Mas por que, então, São Paulo? Que motivos transformaram a capital paulista em pólo dos escritórios de arquitetura que prestam esse tipo de serviço? "Nenhum outro lugar exigiu tanto que os arquitetos se especializassem nisso", diz Rocha. A demanda na cidade por projetos de interiores para grandes empresas é -- e sempre foi -- maior que nos outros estados. Essa demanda levou à extrema profissionalização dos escritórios de arquitetura, como o de Ivo Wohnrath e o de Rocha. Hoje, eles colhem os lucros de anos de trabalho desenvolvendo know-how, e podem atender tantos os exigentes clientes multinacionais quanto as empresas brasileiras. Rocha, por exemplo, tem em seu portfólio o Banco Garantia e a sede da Bayer em Buenos Aires.

Outro motivo para explicar um mercado tão grande é que a cidade assumiu sua vocação natural: é a capital brasileira dos negócios. São Paulo se beneficiou, em especial, com a abertura do mercado, porque recebeu grande parte dos escritórios das companhias que chegaram ao país. E mesmo que eventualmente a produção saia da região metropolitana, levando consigo indústrias e fábricas, grandes empresas vão continuar mantendo escritórios por aqui. "Há 100 anos, apenas 20% das pessoas trabalhavam em escritórios. O restante estava no campo ou na indústria", diz Rocha. "Hoje, acontece o oposto."
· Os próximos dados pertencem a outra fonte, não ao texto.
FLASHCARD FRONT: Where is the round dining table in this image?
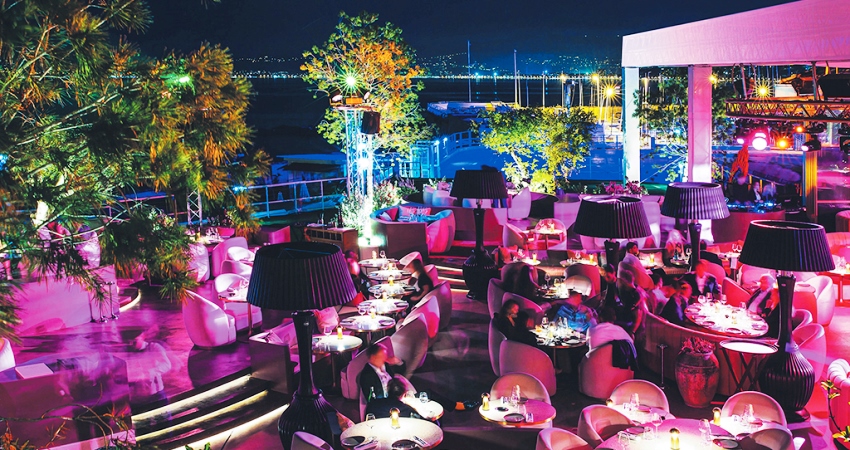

Há cada vez mais empresas interessadas em disputar a fatia dos escritórios de arquitetura. As consultorias imobiliárias, por exemplo, apostam no segmento do gerenciamento de projetos, isto é, na intermediação entre o cliente e todos os prestadores de serviço. Essa função até então integrava o escopo de trabalho dos arquitetos, o que já está gerando discórdia entre os profissionais do setor. "O gerente de projetos é responsável pela supervisão dos serviços de todos os fornecedores, inclusive dos arquitetos. São duas funções bem diferentes", diz Telma Fattori, diretora da área de gerenciamento de projetos da Cushman & Wakefield Semco. "Estamos brigando com quatro ou cinco grandes consultorias imobiliárias que têm um marketing poderoso e o cliente na mão", diz Monacelli. "Eles não tem o know-how necessário." A briga vai ser boa. Afinal, só o planejamento e a supervisão movimentam acima de 200 milhões de reais a cada ano.